When Benjamin Franklin opened the way to an electric world in 1752, he probably never imagined that one day the energy that moved a key attached to the tail of a kite would drive a car. Today’s vehicles can be charged from a household socket. They are more sustainable, have a lower cost per kilometre and deliver the same (or even better) performance.
Alternating current, direct current, combined, EVs can be charged using either a domestic electric network or at a fast charging station. The difference is that domestic current is alternating, while fast charging is direct current. Therefore, different connectors are needed.
“The Mii electric features a combined system that allows for both types of charging. The time needed at home will depend on the contracted power or whether wallboxes are used. When using fast chargers, the charging time can be more than 5 times lower,” said Francesc Sabaté, the Head of Energy System Development at SEAT.
If the car is being charged from a domestic AC network, the electricity first passes through the charger located under the engine, via the charging cable. As this is a high-voltage system, the entire circuit has high safety measures. “The batteries of the Mii electric are continuously checking the parameters of the entire system. If a measurement does not meet the set levels during a check, the system automatically disconnects,” ensured Francesc.

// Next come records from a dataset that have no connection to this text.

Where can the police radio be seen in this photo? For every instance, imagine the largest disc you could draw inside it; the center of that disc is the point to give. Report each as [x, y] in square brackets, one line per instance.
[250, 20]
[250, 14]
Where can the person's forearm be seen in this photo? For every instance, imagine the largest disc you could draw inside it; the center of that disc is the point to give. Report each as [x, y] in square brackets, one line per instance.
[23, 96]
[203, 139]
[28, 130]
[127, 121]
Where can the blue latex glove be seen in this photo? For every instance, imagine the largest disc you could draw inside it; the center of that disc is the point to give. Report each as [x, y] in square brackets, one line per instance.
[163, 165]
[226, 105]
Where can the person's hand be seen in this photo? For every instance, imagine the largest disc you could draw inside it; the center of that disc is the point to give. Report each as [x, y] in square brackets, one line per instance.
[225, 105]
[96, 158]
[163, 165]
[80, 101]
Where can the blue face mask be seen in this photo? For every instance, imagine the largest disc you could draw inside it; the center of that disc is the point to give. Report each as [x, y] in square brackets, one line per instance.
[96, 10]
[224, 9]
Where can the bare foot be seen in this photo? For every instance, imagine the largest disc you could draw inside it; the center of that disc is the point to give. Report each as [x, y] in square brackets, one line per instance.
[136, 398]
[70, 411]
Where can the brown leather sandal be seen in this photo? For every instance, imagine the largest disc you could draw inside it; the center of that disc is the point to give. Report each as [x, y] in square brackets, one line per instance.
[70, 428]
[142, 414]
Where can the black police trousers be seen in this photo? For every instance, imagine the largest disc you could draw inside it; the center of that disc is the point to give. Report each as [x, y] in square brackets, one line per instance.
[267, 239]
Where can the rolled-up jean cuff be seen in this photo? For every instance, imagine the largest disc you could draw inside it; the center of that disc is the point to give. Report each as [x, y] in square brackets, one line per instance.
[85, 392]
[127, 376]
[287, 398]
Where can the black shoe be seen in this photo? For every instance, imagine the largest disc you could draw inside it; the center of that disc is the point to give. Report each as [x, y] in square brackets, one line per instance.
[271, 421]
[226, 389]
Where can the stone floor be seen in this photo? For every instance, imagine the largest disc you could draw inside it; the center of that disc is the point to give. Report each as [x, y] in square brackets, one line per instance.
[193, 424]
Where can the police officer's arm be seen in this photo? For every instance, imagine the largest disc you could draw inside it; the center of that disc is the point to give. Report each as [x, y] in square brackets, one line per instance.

The charger ensures that only direct current reaches the battery, so it transforms the current supplied by the domestic network. If the vehicle is charged with direct current from a fast system, it does not go through this phase and goes directly to the battery.
The current has now reached its destination, the battery. This is not a single unit, but is divided into modules, and these, in turn, into cells. The advantage of this system is that if one of the modules fails, it can be replaced independently without affecting the rest of the battery components.
“In contrast to fuel-burning cars, electric cars consume less in the city and recover energy when braking, which is why the Mii electric has a range of up to 260 km in combined cycle, and up to 360 km when only driven in the city,” explained Santi Castellá, the Head of Electromobility at SEAT.
The electric propulsion e-Motor can now be started. Technically, it converts the three-phase voltage into motive power. Once in operation, the same power is maintained over almost the entire load level range. Unlike vehicles equipped with a combustion engine, electric cars deliver full power from the very first moment. On a practical level, and in the case of the Mii electric, it delivers 61 kW (83 hp) of power and 212 Nm of torque, enabling it to accelerate from 0 to 50 km/h in 3.9 seconds.
Today’s new electric models adapt their design to the shape of the batteries, which occupy the lower part of the car. However, when converted to electric, the Mii did not undergo any changes in its structure or interior space, as batteries are manufactured specifically for this model.
The Mii offers a range of up to 260 km (combined cycle) with a peak power of 61 kw. The rechargeable lithium-ion battery is a 14 module unit, each with 12 cells. It is connected to the motor, charger, heating and climate control system compressor. It can charge up to 80% in one hour using 40 kW DC and in four hours using 7.2 kW AC.